I have about 15TB of data across several RAID6 arrays, and it's been growing at a rate of about 10%. I want a cheap solution to back up this data at regular intervals and bring offsite. So I purchased five 3TB drives, hoping to just back them up using a eSATA drive dock. Ideally, I wanted to load up 3TBs at a time, and keep popping in drives until I was done.

However, the filesystems I'm backing up have deep and complex folder structures, so that would rule out doing a folder by folder backup especially as I plan on doing this every few weeks. Incremental backups would be ideal, and I just keep adding drives as needed. However, I wasn't able to find an affordable solution to this (Roxio Retrospect is too pricey).

Does anybody have any suggestions?

Thanks


Solution 1:

Assuming you're using linux, you could probably create a single drive volume with greyhole then load them up, and let it take care of the complexity. However this wouldn't work unless you could load up the whole set of drives at once.

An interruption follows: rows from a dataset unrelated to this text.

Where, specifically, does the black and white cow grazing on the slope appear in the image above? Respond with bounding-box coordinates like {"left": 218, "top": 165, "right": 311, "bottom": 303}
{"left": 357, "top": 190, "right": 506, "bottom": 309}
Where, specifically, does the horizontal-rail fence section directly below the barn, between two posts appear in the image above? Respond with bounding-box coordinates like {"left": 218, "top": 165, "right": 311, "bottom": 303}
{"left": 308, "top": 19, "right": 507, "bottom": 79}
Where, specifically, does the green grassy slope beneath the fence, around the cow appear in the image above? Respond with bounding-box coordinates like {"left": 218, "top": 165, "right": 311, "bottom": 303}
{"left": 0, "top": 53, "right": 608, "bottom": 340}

There's also applications that split folders of files files into known sizes - dirsplit comes to mind. I have no idea how they'd work with multiple swappable drives tho.

Solution 2:

Don't try to roll your own backups - there are great software packages out there that have already solved this problem and solved it well. I'm a big fan of Amanda and Bacula.

You should be looking into a proper backup solution; if you can buy a tape drive or library, do so if you actually care about the data you're backing up.

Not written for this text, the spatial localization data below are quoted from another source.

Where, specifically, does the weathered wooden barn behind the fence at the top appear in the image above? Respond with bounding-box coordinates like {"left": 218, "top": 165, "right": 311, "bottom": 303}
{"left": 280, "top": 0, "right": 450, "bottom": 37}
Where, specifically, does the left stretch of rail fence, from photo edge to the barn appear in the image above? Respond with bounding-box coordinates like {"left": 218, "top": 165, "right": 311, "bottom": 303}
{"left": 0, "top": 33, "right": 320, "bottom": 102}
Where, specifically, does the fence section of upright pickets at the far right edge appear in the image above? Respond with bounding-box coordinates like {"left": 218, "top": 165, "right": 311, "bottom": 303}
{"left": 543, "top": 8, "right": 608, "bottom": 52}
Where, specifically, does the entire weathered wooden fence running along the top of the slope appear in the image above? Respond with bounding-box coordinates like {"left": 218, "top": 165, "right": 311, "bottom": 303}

If you get a single drive, go with Amanda. If you get a library, go with Bacula.

If you insist on sticking with your eSATA hard drive backup process, I'd suggest using Amanda and using the hard drives as 'tapes' from Amanda's point of view.

Solution 3:

With that much data, you should really look at Nexenta, The URL is for the free community edition that will handle up to 18 TB but they do commercial ones that handle much, much more. The nice thing about Nexenta is that you do not need RAID controllers, therefore they are cheaper, and you can use any collection of drives, i.e. they don't need to be a matched set.

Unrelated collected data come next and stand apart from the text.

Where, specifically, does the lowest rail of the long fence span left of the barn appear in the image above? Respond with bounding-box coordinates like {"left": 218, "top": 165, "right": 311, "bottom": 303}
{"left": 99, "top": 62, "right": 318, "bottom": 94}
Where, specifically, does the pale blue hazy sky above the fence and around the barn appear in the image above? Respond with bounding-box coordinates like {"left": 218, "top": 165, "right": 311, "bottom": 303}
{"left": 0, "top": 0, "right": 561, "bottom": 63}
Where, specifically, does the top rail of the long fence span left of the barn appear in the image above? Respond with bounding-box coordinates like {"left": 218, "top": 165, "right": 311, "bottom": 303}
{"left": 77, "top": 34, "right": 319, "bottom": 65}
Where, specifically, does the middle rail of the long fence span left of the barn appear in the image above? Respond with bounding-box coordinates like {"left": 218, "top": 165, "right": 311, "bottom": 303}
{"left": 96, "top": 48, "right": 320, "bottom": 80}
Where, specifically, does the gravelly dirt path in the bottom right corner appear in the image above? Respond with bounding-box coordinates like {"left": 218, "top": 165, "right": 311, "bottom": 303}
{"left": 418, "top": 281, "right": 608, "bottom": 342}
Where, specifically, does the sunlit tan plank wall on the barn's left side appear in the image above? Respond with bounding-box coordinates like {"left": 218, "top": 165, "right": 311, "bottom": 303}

But the main benefit of Nexenta is the deduplication and compression in the ZFS filesystem. Depending on what you are storing, it may take quit a bit less raw drive space, which also saves you money. Then you either take the whole system offsite, or you build it with external SATA cables in the first place and just unplug the drives. ZFS knows which drive is which so you do not need to keep track of the cables that they were plugged into. No need to buy a case for all the drives, just make up a nice plastic storage box with some conductive foam dividers for moving the drives.

And if you are not sure how this will all work, get a couple of USB hubs, and a dozen thumbdrives, and set up Nexenta with that. Then you can see in practice how the ZFS RAID works, and how it recognizes the drives by content, not by connection.